Paper is made up of short length cellulosic fibres sourced from plants. After consumption it goes to trash bins and thus comes to be termed as “waste paper”. This waste paper when recovered becomes the reclaimed cellulose fibre base suitable for paper making. Today the term “recycled fibre” is used to refer to the post-consumer paper that has been collected and reused to make paper. Use of recycled fibre for paper making has been picking up the world over .The present recovery and utilisation of waste paper by paper mills in India is 3.0 million tonnes annually, which translates to recovery of 27% of the total paper and paperboard consumed. This recovery rate is very low when compared to developed countries like Germany-73%, Sweden-69%, Japan-60%, Western Europe-56%, USA-49% and Italy-45%.
Good composites can be made by using waste paper with fibres and resin matrix. Paper is made by wood fibre which is suitable for composite. Waste polyethylene paper can be used as a thermo plastic resin. Sisal fibre would be used for enhancing mechanical property of composite. Sisal and other lingo-cellulosic fibres are suitable for composite used. Ligno-cellulosic fibres would be used along with waste paper as a reinforcement.
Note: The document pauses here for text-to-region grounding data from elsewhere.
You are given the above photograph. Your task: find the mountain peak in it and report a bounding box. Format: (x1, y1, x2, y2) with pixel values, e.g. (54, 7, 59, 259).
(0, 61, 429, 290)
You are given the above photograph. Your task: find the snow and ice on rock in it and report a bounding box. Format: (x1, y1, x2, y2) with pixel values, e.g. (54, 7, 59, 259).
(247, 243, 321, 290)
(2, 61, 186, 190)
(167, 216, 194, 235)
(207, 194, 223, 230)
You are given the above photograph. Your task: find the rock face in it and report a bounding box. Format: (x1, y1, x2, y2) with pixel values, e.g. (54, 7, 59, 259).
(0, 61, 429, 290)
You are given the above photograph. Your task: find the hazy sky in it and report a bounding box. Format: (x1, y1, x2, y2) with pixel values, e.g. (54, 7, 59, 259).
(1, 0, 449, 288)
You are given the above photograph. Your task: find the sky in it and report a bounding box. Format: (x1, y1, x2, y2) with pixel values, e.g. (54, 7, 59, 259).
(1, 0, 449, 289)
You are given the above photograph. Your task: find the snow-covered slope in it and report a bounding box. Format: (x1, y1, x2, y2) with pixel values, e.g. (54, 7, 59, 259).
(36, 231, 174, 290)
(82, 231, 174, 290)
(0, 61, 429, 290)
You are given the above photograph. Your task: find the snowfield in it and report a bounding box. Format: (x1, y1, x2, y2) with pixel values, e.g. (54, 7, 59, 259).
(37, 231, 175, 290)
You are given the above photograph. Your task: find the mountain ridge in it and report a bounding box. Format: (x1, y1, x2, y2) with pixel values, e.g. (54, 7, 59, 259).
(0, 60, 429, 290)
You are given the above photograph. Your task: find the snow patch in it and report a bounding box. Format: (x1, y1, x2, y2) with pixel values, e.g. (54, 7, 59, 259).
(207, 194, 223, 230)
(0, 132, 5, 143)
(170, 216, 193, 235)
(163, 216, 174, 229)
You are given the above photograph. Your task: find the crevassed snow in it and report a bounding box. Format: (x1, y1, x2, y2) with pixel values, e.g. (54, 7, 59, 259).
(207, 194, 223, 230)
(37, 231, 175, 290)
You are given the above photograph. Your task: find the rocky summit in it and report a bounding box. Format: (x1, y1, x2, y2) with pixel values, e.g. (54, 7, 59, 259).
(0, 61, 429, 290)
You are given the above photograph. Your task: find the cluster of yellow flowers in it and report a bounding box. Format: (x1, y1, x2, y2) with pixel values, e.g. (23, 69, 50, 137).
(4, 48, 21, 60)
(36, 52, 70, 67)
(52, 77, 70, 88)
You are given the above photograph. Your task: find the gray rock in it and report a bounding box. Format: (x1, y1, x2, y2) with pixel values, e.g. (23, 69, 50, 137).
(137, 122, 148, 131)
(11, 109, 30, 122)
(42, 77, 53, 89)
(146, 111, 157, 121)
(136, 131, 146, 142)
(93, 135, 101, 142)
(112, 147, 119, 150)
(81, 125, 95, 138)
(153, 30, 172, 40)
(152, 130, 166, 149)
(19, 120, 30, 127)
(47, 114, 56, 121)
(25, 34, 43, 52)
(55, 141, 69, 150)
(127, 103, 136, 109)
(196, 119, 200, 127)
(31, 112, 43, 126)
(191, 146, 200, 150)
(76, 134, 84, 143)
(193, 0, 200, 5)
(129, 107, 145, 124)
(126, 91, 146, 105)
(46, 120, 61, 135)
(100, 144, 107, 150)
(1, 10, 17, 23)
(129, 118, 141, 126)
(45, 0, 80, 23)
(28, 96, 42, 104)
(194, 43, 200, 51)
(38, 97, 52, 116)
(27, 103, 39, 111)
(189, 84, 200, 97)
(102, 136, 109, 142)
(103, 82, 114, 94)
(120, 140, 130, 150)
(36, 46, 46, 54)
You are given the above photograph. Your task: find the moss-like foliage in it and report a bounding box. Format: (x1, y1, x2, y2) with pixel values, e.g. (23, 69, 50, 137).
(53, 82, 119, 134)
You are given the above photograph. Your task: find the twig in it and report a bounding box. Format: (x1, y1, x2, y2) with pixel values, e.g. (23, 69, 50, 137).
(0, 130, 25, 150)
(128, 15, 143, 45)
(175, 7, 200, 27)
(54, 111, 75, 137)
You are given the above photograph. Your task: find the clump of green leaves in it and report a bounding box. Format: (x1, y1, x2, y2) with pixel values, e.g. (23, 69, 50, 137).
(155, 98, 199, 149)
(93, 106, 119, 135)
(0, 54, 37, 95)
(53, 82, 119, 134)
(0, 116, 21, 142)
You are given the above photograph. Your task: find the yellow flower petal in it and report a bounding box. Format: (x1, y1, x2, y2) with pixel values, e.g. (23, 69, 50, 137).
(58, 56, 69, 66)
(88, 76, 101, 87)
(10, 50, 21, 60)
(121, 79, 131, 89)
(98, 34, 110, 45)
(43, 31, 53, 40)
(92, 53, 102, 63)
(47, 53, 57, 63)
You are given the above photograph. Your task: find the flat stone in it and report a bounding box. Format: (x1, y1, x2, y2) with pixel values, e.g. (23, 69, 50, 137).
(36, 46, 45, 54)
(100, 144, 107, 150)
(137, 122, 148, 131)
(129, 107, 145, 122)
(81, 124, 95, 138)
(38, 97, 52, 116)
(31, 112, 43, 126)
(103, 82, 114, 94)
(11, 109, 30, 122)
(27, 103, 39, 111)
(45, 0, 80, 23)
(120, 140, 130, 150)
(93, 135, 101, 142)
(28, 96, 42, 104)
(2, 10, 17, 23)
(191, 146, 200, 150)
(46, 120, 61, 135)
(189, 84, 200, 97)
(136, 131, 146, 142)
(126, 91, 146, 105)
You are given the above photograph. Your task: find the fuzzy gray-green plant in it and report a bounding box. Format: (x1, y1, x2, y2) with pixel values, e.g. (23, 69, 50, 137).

Increasing concern about the global warming, primarily due to deforestation has led to the ban on use of wood in government buildings. Subsequently, a large action plan for the development of wood substitute has resulted in creation of more awareness about the use of natural fibre based building materials. In the past one decade or so the joint efforts by R & D organizations, private industries and funding agencies provided the much needed thrust for the actual transfer of technical know-how and product to the end users.Most of the developing countries are very rich in agricultural and natural fibre. Except a few exceptions, a large part of agricultural waste is being used as a fuel. India alone produces more than 400 million tonnes of agricultural waste annually. It has got a very large percentage of the total world production of rice husk, jute, stalk, baggase and coconut fibre. All these natural fibres have excellent physical and mechanical properties and can be utilized more effectively in the development of composite materials for various building applications.
- Fabrication and process optimization of waste material based composite.
- Development of “table top” from waste material based composite.